Hacker News new | ask | show | jobs
by PaulHoule 705 days ago
I was involved in an attempt to do this kind of thing with CNN neural networks just around the time BERT came out that was mostly successful and actually we did great projects for companies in the beverages, telecom, aviation and consumer goods space.

It worked because it also had a conventional data-processing pipeline that revolved around JSON documents.

For (2) it seems a system like that should be able to generate a script in Python, a codesigned DSL or some other language to do the conversion.

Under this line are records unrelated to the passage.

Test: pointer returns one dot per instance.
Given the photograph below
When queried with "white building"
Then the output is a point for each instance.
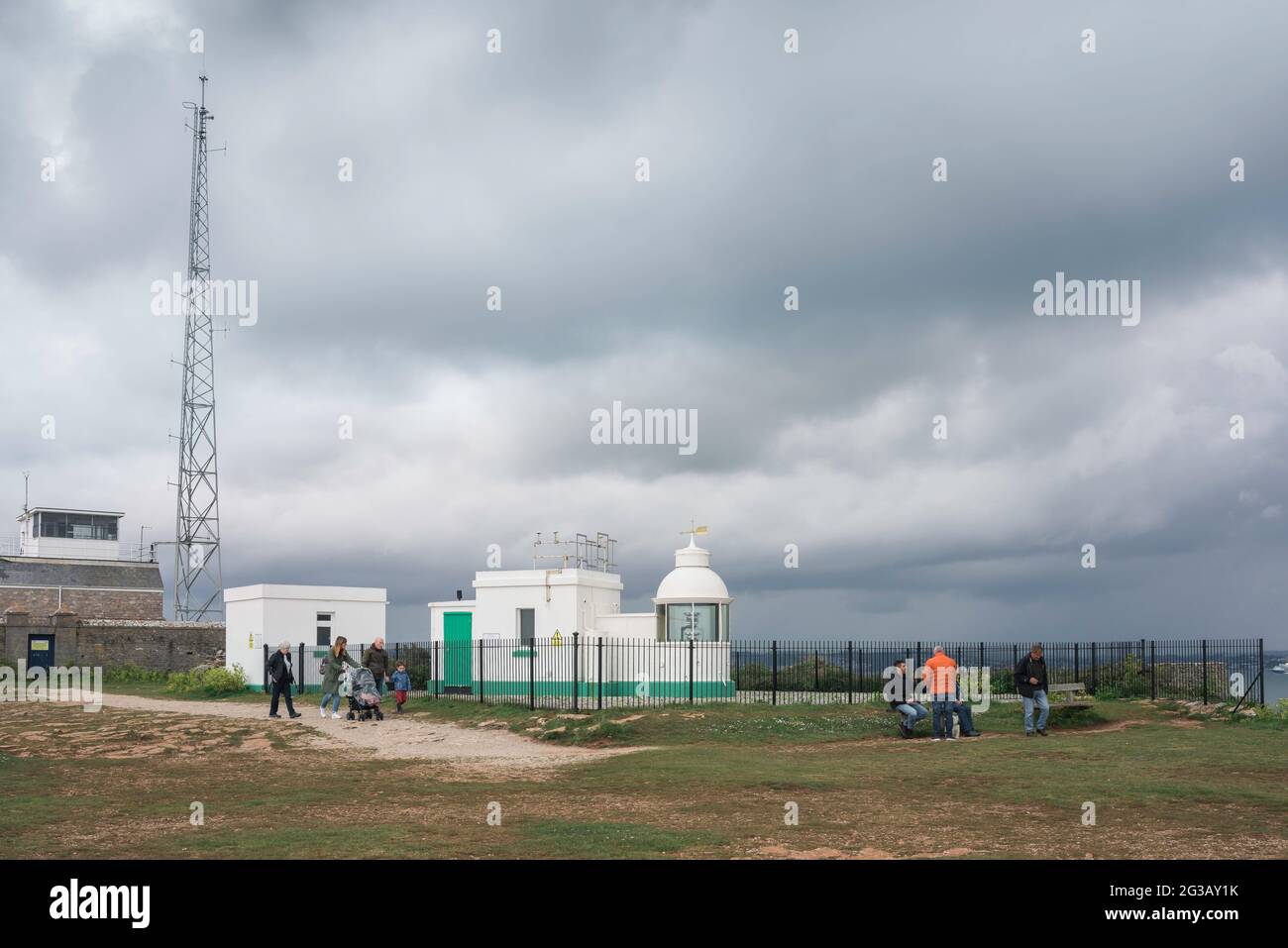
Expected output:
(67, 533)
(519, 630)
(310, 614)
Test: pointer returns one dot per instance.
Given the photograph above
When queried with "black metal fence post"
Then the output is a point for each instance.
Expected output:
(1205, 672)
(576, 670)
(774, 681)
(691, 670)
(1153, 678)
(1261, 668)
(849, 673)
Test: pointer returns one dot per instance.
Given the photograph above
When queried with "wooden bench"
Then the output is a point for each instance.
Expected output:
(1068, 691)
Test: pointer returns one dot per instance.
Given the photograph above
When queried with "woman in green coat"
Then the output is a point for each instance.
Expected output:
(331, 672)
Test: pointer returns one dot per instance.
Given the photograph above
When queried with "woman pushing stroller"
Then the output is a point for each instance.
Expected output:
(333, 668)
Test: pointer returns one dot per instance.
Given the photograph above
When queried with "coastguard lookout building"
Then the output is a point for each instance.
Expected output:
(67, 559)
(545, 629)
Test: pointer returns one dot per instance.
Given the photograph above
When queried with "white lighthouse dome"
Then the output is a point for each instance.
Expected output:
(694, 579)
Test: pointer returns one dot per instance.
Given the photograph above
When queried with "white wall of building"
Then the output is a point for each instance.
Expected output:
(563, 600)
(627, 625)
(266, 613)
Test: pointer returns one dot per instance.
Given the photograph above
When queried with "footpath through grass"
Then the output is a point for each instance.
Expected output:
(717, 781)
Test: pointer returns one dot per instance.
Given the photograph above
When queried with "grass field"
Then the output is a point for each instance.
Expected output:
(708, 781)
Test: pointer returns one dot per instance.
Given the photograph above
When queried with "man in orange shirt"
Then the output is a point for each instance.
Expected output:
(940, 675)
(944, 698)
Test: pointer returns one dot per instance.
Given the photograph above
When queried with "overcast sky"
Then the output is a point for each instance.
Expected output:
(768, 168)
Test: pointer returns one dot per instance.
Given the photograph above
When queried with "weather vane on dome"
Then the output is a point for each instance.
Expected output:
(694, 531)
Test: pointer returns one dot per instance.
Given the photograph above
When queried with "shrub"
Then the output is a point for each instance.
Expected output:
(211, 682)
(124, 674)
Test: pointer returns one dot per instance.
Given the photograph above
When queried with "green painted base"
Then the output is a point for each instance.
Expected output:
(590, 689)
(563, 689)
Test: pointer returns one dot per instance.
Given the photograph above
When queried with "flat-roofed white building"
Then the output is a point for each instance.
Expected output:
(310, 614)
(518, 633)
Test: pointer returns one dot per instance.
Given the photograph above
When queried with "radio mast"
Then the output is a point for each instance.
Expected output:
(198, 582)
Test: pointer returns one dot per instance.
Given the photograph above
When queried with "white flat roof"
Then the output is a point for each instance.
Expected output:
(67, 510)
(344, 594)
(542, 578)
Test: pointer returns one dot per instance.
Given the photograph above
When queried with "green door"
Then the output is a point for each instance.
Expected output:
(458, 652)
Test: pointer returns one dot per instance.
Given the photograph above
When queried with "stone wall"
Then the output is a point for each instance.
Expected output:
(107, 643)
(90, 603)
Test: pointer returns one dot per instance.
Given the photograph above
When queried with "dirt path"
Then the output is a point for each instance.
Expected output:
(393, 737)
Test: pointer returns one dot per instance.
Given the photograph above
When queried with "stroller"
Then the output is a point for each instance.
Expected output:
(364, 695)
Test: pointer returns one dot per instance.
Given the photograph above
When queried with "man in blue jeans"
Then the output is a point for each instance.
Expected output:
(903, 698)
(1030, 682)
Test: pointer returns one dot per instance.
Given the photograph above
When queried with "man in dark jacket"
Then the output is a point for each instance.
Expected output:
(279, 674)
(1030, 682)
(376, 661)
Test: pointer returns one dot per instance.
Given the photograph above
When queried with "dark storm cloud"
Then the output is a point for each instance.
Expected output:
(768, 170)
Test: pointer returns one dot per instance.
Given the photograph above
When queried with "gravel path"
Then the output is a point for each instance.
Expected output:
(394, 737)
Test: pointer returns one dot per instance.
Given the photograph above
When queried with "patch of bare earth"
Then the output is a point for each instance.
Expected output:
(483, 751)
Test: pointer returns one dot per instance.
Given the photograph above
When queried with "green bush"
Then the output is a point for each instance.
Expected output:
(129, 674)
(211, 682)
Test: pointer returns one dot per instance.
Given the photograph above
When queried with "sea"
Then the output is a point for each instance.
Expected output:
(1276, 683)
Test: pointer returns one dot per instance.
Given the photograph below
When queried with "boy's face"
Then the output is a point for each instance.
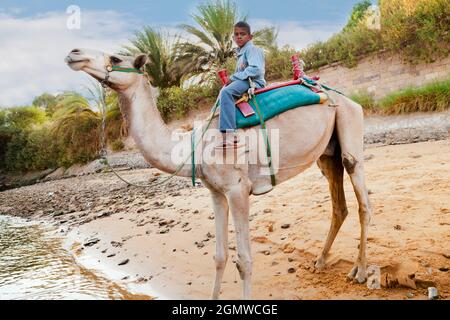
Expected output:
(241, 36)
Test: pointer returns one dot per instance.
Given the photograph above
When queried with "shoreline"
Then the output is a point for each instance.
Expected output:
(167, 234)
(379, 130)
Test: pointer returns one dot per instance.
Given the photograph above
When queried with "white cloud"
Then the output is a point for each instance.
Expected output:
(32, 51)
(294, 34)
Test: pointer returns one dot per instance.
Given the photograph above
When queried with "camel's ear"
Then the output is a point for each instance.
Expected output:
(140, 61)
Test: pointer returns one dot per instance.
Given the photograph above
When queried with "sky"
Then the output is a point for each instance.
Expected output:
(36, 35)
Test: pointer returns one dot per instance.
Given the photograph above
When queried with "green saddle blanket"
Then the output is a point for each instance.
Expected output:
(274, 102)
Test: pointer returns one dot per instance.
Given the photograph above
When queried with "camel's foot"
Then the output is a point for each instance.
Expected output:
(358, 273)
(319, 264)
(261, 188)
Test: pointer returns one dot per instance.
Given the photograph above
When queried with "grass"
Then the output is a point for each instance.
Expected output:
(432, 97)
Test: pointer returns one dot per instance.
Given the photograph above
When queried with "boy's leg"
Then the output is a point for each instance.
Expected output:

One interesting thing about the product I worked on was that it functioned as a profiler by looking at one cell at a time, so if there is some field that has "Gruff Rhys" or "范冰冰" it could tell that was probably somebody's name, all the better if it can also see the field label is something like "Full Name" or "姓名". I'd contrast that to more conventional column-based profilers who might noticed that a certain field only has the values "true" and "false" throughout the whole column and would probably have some rule that would determine it was a boolean field.

One thing that system could do is recognize private data inside unstructured data. Where I work for instance we have

https://www.spirion.com/sensitive-data-discovery

which scans text and other files and it warns if it sees something like a lot of personal data, like an Excel spreadsheet full of names, addresses and phone numbers -- even if I just made them up as test data.